Mezzo milione di civili in fuga dal confine conteso tra Thailandia e Cambogia
Si sgretola una delle “paci” di Trump. Lui: «Farò una telefonata per far finire la guerra». Il Papa: «Riprenda subito il dialogo». I due Paesi si accusano a vicenda di aver scatenato la ripresa delle annose ostilità: 11 morti negli scontri

Sono oltre 500.000 le persone evacuate dalle regioni di confine tra Thailandia e Cambogia. Lo hanno annunciato le autorità dei due Paesi del Sud-Est asiatico. «Oltre 400mila persone sono state trasferite nei rifugi», ha dichiarato in una conferenza stampa il portavoce del ministero della Difesa thailandese, Surasant Kongsiri. «I civili hanno dovuto evacuare in massa a causa di quella che abbiamo valutato come una minaccia imminente per la loro sicurezza», ha aggiunto. «In totale, 20.105 famiglie, ovvero 101.229 persone, sono state evacuate nei rifugi e presso i propri parenti in cinque province», ha dichiarato da parte sua la portavoce del ministero della Difesa cambogiano, Maly Socheata.
I due Paesi si accusano a vicenda di aver scatenato la ripresa delle annose ostilità territoriali causando almeno 11 morti: sette civili cambogiani e quattro soldati thailandesi, secondo gli ultimi dati. La Cambogia e la Thailandia, che da tempo si contendono porzioni di territorio lungo il confine, si erano già scontrate a luglio. Cinque giorni di combattimenti, via terra e via aria, avevano causato 43 morti e costretto circa 300.000 persone a evacuare da entrambe le parti. Il 26 ottobre le due parti avevano firmato un accordo di cessate il fuoco, sotto l'egida del presidente americano Donald Trump. Una tregua fragile che si è sgretolata con gli scontri che si sono estesi a nuove aree del confine, costringendo a un esodo di massa di civili. Il tycoon, durante un comizio in Pennsylvania, ha promesso: ''Farò una telefonata per far finire la guerra''
Thailandia e Cambogia si contendono la linea di demarcazione coloniale del loro confine lunga 800 chilometri e le rivendicazioni riguardano anche alcuni templi storici. Gli scontri di questa settimana sono i più cruenti da quelli - andati avanti per cinque giorni - del luglio scorso, quando le vittime furono diverse decine, prima che venisse concordata una tregua, in gran parte grazie all'intervento del presidente degli Stati Uniti.
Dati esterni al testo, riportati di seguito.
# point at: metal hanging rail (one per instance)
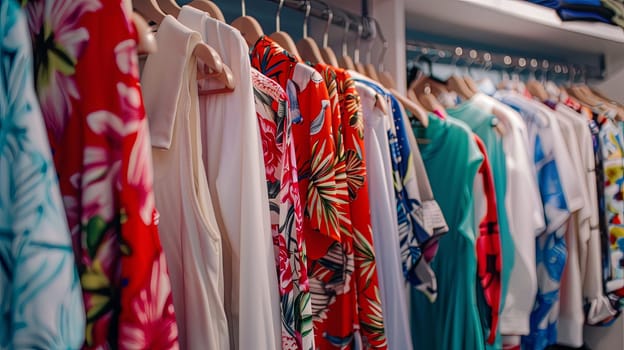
(488, 60)
(341, 18)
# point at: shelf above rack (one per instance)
(519, 25)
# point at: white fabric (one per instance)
(571, 318)
(233, 157)
(588, 281)
(526, 219)
(188, 227)
(384, 222)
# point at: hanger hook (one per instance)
(308, 5)
(346, 34)
(358, 40)
(330, 17)
(277, 15)
(371, 39)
Entrambe le parti si accusano a vicenda di aver scatenato di nuovo le violenze che hanno investito cinque province di Thailandia e Cambogia. Hun Sen, influente ex leader cambogiano, ha dichiarato che il suo Paese ha reagito alla provocazione della Thailandia. L'esercito di Bangkok ha dichiarato che tre soldati sono stati uccisi e 29 feriti, mentre il ministero della Difesa cambogiano ha denunciato la morte di sette civili e il ferimento di una ventina.
La tregua dell'estate scorsa era stata raggiunta dopo il roboante intervento di Trump e grazie ai discreti sforzi diplomatici di Cina e Malesia, attuale presidente dell'Associazione delle Nazioni del Sud-Est Asiatico (ASean). Trump è volato a Kuala Lumpur a ottobre per supervisionare la firma di un accordo che prevedeva la riduzione delle truppe lungo il confine, il dispiegamento di osservatori e l'accelerazione delle operazioni di sminamento. Sul riaccendersi del conflitto è intervenuto stamane il Papa al termine dell'Udienza generale: «Sono profondamente rattristato dalle notizie del riacceso conflitto lungo il confine tra Thailandia e Cambogia - ha detto -. Ci sono state vittime anche tra i civili e migliaia di persone hanno dovuto abbandonare le proprie case. Esprimo la mia vicinanza nella preghiera a queste care popolazioni, e chiedo alle parti - è stato l'appello del Pontefice - di cessare immediatamente il fuoco e di riprendere il dialogo».